1. ## Limit Question

limit as n-> infinity

of

(e^(2n)+e^(n))^(1/n)

Apparently the answer is e^2 but I'm completely clueless how to solve other than probably using ln. Any help would be nice, thank you!

2. Originally Posted by negligible91
limit as n-> infinity

of

(e^(2n)+e^(n))^(1/n)

Apparently the answer is e^2 but I'm completely clueless how to solve other than probably using ln. Any help would be nice, thank you!

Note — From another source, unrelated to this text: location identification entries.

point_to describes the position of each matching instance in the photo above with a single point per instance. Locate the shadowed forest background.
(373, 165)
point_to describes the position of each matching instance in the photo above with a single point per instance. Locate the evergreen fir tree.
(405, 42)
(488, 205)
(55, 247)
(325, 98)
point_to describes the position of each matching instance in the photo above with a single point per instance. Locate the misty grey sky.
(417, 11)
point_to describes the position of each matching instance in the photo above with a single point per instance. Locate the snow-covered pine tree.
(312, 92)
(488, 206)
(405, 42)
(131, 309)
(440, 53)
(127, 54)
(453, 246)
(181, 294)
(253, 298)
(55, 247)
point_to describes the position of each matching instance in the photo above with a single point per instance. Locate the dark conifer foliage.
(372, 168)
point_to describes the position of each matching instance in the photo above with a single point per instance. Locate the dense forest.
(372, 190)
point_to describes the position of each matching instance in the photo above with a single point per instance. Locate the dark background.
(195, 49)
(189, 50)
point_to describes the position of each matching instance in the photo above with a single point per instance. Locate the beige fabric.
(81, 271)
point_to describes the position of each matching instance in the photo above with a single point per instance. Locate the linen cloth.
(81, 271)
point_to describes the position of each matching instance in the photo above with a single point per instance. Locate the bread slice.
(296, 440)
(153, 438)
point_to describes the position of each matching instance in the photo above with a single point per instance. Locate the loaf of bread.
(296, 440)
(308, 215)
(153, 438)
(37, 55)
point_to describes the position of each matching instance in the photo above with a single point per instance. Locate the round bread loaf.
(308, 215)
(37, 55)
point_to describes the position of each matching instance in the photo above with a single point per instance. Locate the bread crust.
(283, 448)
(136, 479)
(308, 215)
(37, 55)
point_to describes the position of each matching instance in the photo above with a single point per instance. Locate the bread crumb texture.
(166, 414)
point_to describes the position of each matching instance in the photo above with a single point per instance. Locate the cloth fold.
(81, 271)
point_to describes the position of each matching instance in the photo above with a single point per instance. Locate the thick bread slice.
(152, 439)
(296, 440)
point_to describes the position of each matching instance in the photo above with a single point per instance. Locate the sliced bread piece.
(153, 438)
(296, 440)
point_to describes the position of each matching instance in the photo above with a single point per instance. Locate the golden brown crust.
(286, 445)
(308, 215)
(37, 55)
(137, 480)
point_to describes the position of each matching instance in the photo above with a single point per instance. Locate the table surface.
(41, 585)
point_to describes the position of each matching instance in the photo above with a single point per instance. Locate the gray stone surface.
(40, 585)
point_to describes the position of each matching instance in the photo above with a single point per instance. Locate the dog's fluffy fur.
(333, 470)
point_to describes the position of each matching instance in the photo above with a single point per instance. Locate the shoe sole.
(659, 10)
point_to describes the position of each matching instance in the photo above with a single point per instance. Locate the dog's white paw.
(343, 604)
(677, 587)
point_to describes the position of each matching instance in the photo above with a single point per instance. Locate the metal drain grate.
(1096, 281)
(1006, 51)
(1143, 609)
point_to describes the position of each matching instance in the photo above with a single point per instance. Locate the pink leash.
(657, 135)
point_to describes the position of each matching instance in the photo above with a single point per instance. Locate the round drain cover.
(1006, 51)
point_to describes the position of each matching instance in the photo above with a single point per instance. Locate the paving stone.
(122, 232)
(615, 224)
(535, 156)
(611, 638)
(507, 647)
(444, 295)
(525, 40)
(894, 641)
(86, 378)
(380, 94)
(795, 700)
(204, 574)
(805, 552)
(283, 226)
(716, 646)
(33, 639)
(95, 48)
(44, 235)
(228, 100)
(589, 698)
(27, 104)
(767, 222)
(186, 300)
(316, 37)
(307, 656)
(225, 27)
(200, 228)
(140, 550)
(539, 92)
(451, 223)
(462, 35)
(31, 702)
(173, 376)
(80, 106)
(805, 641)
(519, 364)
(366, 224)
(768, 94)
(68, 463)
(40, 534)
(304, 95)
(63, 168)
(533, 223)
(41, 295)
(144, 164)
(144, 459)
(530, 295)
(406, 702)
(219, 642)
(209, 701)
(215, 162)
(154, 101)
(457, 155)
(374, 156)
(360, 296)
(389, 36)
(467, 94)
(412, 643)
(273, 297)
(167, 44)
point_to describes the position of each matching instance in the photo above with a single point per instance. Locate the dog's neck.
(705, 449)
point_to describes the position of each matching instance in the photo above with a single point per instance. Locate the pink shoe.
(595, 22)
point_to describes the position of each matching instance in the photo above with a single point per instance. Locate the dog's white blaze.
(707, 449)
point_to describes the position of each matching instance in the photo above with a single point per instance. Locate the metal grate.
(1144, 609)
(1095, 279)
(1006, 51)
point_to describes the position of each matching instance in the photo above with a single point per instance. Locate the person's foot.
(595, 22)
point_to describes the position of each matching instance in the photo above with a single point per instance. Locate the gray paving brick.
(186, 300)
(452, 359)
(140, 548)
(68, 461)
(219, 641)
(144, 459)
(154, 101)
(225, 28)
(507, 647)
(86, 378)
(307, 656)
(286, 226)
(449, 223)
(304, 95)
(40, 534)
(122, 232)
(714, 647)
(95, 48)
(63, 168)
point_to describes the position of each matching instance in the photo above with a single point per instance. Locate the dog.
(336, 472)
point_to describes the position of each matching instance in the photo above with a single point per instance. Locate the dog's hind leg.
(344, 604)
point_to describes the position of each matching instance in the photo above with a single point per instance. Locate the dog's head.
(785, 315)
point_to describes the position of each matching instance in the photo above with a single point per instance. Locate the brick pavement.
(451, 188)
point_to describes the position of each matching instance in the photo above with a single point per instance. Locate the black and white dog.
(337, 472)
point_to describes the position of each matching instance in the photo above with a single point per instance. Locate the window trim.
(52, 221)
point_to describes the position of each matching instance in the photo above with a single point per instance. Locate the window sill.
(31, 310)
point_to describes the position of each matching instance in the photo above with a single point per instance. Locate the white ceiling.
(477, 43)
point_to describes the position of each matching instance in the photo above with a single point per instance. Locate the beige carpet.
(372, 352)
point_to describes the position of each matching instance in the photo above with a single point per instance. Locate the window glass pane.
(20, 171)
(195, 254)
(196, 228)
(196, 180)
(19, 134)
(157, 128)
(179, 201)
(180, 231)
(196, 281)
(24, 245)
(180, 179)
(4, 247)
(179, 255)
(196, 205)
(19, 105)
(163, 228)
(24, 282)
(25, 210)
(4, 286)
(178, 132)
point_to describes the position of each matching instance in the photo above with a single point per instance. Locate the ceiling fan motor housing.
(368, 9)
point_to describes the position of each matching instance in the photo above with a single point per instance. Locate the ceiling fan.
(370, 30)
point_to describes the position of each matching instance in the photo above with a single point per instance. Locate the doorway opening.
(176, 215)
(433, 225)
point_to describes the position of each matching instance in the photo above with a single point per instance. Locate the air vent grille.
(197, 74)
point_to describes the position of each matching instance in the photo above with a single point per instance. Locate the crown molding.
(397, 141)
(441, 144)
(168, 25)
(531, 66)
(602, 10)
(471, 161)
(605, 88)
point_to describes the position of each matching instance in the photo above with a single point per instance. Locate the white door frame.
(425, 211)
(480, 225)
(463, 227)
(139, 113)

$\displaystyle \displaystyle{\left(e^{2n}+e^n\right)^{1/n}=e^{\frac{1}{n}\ln(e^{2n}+e^n)}}$ , and now:

$\displaystyle \lim\limits_{n\rightarrow\infty}\frac{\ln(e^{2n}+e ^n)}{n}=2$ , as you can easily check by applying L'Hospital to $\displaystyle \lim\limits_{x\rightarrow\infty}\frac{\ln(e^{2x}+e ^x)}{x}$

Tonio

3. You also can use the sandwich rule...

4. It is easy to note that $\displaystyle e^2 \leqslant \sqrt[n]{{e^{2n} + e^n }} \leqslant e^2 \sqrt[n]{2}$

5. Is...

$\displaystyle \displaystyle \ln \{(e^{2n} + e^{n})^{\frac{1}{n}}\}= \frac{1}{n}\ \ln \{e^{2n}\ (1+e^{-n})\} = 2 + \frac{1}{n}\ \ln (1+e^{-n})$ (1)

Now You have to compute the limit of (1) if n tends to infinity...

Merry Christmas from Italy

$\displaystyle \chi$ $\displaystyle \sigma$

6. Thank you very much everyone, I ended up having trouble using L'Hospital's Rule to simplify to e^2 but chisigma's post helped me find another way to solve the problem as well as use L'Hopital's. Thanks!